El primer paso importante es aprender a reconocer ese momento. Hay un segundo antes de que el tsunami se dispare que es crucial. Obsérvate cuando te enfadas, toma conciencia de tu cuerpo, que notas en tu interior.

Como es tu respiración, tu pulso. ¿Sientes sudor? ¿Donde? ¿En las manos?. Que le pasa a tu estómago, como lo sientes. ¿Tus músculos se agarrotan? Cuales de ellos, la mandíbula, los hombros, las manos…

Sé consciente de tu cuerpo ya que él te está avisando de que el tsunami llega. Es un aviso en toda regla. Como cuando suenan las sirenas. En ese momento puedes hacer varias cosas. Dejarte llevar ha quedado claro que no es una opción (a menos que estés en la selva luchando contra un enemigo). Lo que puede ayudarte es tener en tu mente algunas de las siguientes prácticas para usarlas y llevarlas a cabo.

Recuerda: primero aprende a notar los síntomas físicos que anteceden a la ira para poder aplicar algunas de estas técnicas.

1.- Respirar

Aprende a hacer respiraciones profundas. Tu cuerpo, tu respiración te ayudará a relajarte.

Te invito a que ahora mismo hagas la prueba. Pausa tu respiración, haz respiraciones cada vez más lentas. Ponte la mano en el abdomen para ayudarte y se consciente del aire que llena tus pulmones. Es un primer paso para tomar consciencia. Y ahora nota que cambios se están produciendo en ti.

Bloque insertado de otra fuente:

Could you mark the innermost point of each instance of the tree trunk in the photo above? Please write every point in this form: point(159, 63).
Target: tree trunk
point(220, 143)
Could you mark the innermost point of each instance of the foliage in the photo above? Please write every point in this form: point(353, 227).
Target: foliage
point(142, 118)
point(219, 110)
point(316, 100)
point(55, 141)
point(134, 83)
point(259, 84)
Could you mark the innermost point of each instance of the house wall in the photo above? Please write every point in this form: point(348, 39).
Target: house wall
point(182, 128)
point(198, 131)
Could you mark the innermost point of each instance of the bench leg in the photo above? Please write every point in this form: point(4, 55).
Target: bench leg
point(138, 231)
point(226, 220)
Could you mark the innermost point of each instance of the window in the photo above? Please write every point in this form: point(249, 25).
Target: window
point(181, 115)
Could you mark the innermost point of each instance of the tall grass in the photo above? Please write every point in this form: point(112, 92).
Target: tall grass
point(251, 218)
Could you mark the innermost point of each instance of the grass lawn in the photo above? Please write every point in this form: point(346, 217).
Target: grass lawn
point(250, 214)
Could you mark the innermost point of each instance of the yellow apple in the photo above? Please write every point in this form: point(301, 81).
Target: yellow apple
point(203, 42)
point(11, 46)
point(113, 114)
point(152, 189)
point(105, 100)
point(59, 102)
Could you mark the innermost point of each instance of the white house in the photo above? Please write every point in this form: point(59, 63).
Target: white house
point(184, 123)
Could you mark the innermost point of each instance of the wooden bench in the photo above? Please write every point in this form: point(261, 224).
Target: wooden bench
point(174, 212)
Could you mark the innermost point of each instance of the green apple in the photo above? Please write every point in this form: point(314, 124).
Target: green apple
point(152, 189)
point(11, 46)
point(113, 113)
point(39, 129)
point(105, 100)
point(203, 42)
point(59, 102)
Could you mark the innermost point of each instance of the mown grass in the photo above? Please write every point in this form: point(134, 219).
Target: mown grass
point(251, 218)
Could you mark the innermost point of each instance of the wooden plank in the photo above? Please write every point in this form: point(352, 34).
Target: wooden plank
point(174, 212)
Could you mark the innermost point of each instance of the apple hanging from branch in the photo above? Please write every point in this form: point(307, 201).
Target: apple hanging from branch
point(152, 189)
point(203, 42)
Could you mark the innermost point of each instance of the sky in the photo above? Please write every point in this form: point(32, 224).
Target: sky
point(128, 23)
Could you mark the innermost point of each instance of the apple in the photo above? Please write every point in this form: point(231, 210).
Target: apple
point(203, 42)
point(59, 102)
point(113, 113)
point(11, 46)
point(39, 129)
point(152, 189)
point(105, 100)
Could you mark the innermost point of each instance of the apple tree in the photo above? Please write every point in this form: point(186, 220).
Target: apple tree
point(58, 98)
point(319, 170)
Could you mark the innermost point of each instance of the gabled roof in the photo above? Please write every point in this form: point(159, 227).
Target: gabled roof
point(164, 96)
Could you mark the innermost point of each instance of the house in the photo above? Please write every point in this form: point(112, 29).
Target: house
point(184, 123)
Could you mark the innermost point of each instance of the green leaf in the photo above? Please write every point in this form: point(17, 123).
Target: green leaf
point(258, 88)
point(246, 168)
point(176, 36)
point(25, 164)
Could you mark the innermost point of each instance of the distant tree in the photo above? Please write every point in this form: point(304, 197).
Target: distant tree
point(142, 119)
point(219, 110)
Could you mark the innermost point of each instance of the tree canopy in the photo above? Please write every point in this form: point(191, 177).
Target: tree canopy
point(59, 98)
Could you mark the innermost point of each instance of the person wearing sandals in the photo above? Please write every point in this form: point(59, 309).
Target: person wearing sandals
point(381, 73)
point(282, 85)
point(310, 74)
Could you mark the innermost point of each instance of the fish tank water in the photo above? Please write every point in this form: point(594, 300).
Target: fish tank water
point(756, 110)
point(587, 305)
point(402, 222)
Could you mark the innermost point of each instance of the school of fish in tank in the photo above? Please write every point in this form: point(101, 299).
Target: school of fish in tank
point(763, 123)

Para mejorar esta técnica y tenerla bien integrada, practica actividades como el yoga, la meditación, o el mindfulness, ya que te ayudarán a trabajar la respiración para que puedas utilizarla cuando lo necesites.

2.- Ejercicio físico

Correr, ir en bicicleta, pasear por la montaña o por la playa a buen ritmo. Para que el ejercicio te sirva para rebajar tu ira, focalízate en “sacar”, utiliza esa energía que tienes cuando haces ejercicio para ver como tu ira se va por los poros, desaparece. Utiliza la visualización para ayudarte a sacar todo el provecho al ejercicio.

Al mismo tiempo deja que la producción de endorfinas te inunde. Las endorfinas son las hormonas que se relacionan con estados de felicidad y bienestar y que por lo tanto te ayudarán a calmarte en momento de alta tensión y que produces de forma natural cuando realizas ejercicio.

Al terminar el ejercicio tómate unos minutos para sentir como la ira se ha ido y ha dejado paso al bienestar generado por las endorfinas.

3.- Busca un “anclaje” para ayudarte a relajar

Cada uno es diferente, por lo tanto tú tienes que elegir que te ayuda en momentos de tensión.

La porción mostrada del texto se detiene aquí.